According to Dr. Laughinghouse, algae needs both phosphorus and nitrogen to grow, and limiting phosphorus can control algae blooms. Controlling nitrogen is a little trickier, according to the Florida Department of Environmental Protection, because if nitrogen is not readily available, some algae can “fix” nitrogen from the air.
So what do we know?
• Algae is everywhere there is moisture — lakes, rivers, canals, ponds and the ocean. It’s part of the natural ecosystem, and the base of the food chain.
• Cyanobacteria (blue-green algae) is not new. In fact, it the oldest life form on the planet. It’s been here an estimated 3.8 billion years.
• Excess nutrient loads in the water can cause the algae to grow rapidly. This is called a “bloom.”
• Some forms of cyanobacteria sometimes (not always) release toxins that can be dangerous to fish, wildlife and humans.
• Thirty years ago, DEP set the target maximum phosphorus loading into Lake Okeechobee at 105 metric tons annually, with a goal for the lake water to be no more than 40 parts per billion phosphorus. That goal has never been met. The phosphorus load from the north has averaged three to four times the DEP maximum. South Florida Water Management District data shows the water flowing into the lake averages around 140 ppb phosphorus.
• The high levels of phosphorus flowing into Lake Okeechobee are harmful to the lake’s ecology, and contribute to the growth of invasive plants.
• While the phosphorus levels in the water in Lake Okeechobee are much too high for its ecological balance, the levels in runoff in the St. Lucie basin are even higher. Phosphorus levels in basin runoff along the C-44 canal average 300 ppb phosphorus, per SFWMD data.
• Releasing excess freshwater to the St. Lucie would be harmful even if the phosphorus levels were less than 40 ppb, because the freshwater releases disrupt the salinity levels in the estuary.
• Releasing freshwater from the lake to the Caloosahatchee River is necessary to prevent saltwater intrusion. Due to man-made changes, the river basin drains more quickly than nature intended and as a result, the river depends on lake releases for much of its water supply during the dry season.
• HABs can and do occur in salt water. HABs called “brown tide” and “red tide” are examples. According to the National Oceanic and Atmospheric Administration (NOAA) “Harmful algal blooms, or HABs, occur when colonies of algae — simple photosynthetic organisms that live in the sea and freshwater — grow out of control while producing toxic or harmful effects on people, fish, shellfish, marine mammals, and birds. The human illnesses caused by HABs, though rare, can be debilitating or even fatal. HABs have been reported in every U.S. coastal state, and their occurrence may be on the rise. HABs are a national concern because they affect not only the health of people and marine ecosystems, but also the ‘health’ of local and regional economies.”
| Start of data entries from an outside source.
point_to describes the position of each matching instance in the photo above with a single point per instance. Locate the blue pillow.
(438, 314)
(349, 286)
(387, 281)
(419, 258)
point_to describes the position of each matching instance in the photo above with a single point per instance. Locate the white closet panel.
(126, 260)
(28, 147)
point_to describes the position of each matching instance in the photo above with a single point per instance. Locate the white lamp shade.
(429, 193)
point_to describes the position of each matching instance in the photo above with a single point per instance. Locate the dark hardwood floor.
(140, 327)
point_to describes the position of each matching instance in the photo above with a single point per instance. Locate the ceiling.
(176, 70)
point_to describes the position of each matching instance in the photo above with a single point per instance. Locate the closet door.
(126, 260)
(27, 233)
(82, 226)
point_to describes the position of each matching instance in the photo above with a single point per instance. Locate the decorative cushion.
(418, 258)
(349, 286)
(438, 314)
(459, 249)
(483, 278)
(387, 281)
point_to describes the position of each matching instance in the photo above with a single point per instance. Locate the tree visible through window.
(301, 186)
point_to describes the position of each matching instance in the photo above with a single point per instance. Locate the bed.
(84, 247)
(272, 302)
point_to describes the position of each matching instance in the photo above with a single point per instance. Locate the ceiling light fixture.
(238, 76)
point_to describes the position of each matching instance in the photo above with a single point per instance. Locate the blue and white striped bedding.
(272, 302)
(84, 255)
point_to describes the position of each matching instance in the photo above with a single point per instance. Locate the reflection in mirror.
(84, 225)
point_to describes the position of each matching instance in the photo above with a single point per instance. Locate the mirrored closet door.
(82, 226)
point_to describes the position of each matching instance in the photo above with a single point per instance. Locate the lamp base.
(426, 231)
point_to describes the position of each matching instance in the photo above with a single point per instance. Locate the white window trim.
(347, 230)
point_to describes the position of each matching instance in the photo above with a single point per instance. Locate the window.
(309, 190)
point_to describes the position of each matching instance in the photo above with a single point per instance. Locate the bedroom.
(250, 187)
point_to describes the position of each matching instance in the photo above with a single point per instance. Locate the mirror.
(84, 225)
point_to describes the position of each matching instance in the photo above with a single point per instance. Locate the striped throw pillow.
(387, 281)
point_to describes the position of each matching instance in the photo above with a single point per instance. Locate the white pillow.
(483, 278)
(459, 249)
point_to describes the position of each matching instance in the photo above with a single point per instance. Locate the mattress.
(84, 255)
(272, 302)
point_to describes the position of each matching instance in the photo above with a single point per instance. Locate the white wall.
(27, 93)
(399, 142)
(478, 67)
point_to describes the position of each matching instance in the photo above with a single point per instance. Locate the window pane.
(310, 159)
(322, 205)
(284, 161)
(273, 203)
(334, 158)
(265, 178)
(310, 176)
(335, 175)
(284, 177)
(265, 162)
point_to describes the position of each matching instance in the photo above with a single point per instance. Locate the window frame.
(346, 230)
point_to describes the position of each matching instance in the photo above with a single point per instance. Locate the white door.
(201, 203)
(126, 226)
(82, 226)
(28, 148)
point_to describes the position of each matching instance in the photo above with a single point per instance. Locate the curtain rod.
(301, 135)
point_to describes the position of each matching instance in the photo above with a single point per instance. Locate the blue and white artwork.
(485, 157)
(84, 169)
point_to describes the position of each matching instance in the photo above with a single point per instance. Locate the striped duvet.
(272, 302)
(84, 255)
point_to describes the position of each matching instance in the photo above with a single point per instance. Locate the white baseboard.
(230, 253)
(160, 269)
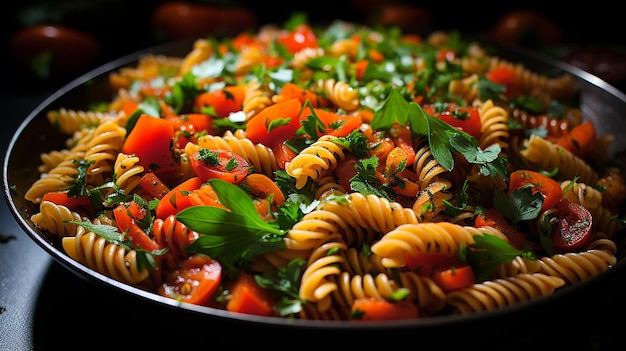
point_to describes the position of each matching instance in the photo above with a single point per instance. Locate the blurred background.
(53, 41)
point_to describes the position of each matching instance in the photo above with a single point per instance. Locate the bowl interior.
(600, 102)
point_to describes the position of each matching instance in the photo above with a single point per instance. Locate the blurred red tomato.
(48, 50)
(526, 27)
(409, 17)
(174, 20)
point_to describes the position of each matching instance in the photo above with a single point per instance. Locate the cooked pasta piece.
(502, 292)
(440, 237)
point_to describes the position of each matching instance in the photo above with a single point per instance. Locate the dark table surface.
(45, 306)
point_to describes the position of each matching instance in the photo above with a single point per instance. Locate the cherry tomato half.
(218, 163)
(549, 188)
(194, 281)
(574, 227)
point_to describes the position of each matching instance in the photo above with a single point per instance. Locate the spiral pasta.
(550, 156)
(502, 292)
(312, 162)
(440, 237)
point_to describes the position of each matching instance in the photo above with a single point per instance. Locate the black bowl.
(600, 102)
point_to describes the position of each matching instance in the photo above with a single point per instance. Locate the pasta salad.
(334, 173)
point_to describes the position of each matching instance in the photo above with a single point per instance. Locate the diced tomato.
(283, 154)
(150, 140)
(494, 218)
(219, 163)
(195, 281)
(247, 296)
(129, 107)
(153, 186)
(580, 139)
(301, 37)
(454, 278)
(360, 67)
(262, 186)
(80, 204)
(275, 124)
(346, 170)
(466, 118)
(178, 198)
(126, 217)
(425, 263)
(401, 136)
(222, 101)
(370, 309)
(573, 227)
(192, 123)
(549, 188)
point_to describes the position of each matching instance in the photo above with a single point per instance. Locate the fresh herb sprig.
(442, 137)
(487, 252)
(236, 235)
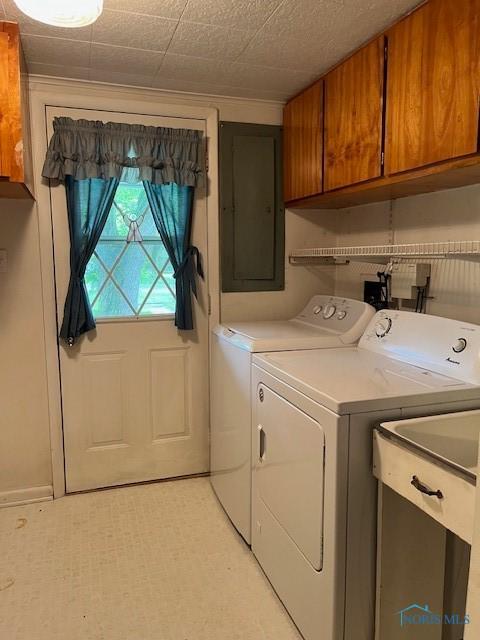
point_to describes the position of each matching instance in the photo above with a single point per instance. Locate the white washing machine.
(313, 493)
(326, 321)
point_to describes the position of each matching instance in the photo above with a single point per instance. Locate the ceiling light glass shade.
(62, 13)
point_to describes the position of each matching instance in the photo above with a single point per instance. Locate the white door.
(135, 390)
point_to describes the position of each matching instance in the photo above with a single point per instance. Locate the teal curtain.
(88, 205)
(172, 207)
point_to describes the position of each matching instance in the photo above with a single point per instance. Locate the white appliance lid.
(352, 380)
(326, 321)
(279, 330)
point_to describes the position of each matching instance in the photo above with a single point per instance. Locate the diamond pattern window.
(130, 275)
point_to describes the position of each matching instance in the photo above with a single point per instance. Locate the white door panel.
(135, 390)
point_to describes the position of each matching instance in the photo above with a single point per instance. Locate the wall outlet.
(3, 261)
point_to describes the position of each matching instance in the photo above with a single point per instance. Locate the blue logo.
(418, 614)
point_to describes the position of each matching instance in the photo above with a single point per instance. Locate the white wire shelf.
(459, 249)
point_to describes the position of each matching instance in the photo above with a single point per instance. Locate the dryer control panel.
(442, 345)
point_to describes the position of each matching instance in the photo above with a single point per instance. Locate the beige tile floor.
(151, 562)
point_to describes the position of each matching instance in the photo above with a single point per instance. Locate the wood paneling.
(14, 125)
(432, 86)
(303, 143)
(353, 118)
(4, 107)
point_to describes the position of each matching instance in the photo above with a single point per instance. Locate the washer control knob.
(460, 345)
(329, 311)
(383, 326)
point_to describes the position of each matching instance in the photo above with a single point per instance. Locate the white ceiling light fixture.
(62, 13)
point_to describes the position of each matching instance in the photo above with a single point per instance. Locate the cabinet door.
(354, 118)
(432, 85)
(302, 144)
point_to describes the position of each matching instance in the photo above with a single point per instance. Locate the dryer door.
(289, 466)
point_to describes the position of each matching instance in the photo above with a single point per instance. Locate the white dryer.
(313, 493)
(325, 322)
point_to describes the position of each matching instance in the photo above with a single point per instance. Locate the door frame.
(45, 94)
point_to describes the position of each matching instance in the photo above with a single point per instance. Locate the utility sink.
(451, 438)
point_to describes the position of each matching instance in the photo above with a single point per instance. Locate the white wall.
(24, 432)
(444, 215)
(24, 417)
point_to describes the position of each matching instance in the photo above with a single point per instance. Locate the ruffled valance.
(94, 149)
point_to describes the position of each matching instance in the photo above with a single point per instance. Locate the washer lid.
(353, 380)
(278, 335)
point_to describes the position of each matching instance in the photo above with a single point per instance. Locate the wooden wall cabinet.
(354, 118)
(418, 108)
(15, 155)
(432, 87)
(303, 144)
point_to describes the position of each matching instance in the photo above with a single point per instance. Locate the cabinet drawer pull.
(424, 489)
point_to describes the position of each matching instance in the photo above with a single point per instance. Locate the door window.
(130, 274)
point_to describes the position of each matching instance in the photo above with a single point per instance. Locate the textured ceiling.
(265, 49)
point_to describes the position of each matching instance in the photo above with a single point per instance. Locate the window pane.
(130, 256)
(135, 274)
(95, 276)
(108, 252)
(111, 304)
(160, 301)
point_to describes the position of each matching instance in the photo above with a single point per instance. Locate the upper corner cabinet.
(433, 85)
(302, 144)
(15, 160)
(354, 118)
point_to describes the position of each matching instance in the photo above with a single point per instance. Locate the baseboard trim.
(26, 496)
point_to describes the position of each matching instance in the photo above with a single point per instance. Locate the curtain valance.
(92, 149)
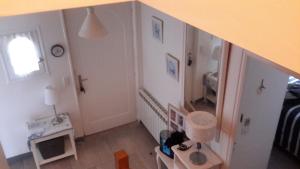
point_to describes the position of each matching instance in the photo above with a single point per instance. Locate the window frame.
(4, 58)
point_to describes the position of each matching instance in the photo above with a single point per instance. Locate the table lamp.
(51, 99)
(200, 128)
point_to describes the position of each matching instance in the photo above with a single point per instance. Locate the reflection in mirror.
(203, 70)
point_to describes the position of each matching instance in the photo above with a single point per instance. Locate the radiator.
(151, 113)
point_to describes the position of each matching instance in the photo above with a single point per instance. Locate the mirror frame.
(223, 69)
• Algal blooms are not always harmful. According to NOAA, “Not all algal blooms are harmful. Most blooms, in fact, are beneficial because the tiny plants are food for animals in the ocean. In fact, they are the major source of energy that fuels the ocean food web. A small percentage of algae, however, produce powerful toxins that can kill fish, shellfish, mammals, and birds, and may directly or indirectly cause illness in people. HABs also include blooms of non-toxic species that have harmful effects on marine ecosystems. For example, when masses of algae die and decompose, the decaying process can deplete oxygen in the water, causing the water to become so low in oxygen that animals either leave the area or die.”
• Even when the salinity levels are normal, the excess nutrients in runoff in the St. Lucie estuary and along the Treasure Coast are harmful to the environment. According to the 2015 Martin County Watershed to Reef study, nutrient pollution from coastal runoff has been linked to reef damage.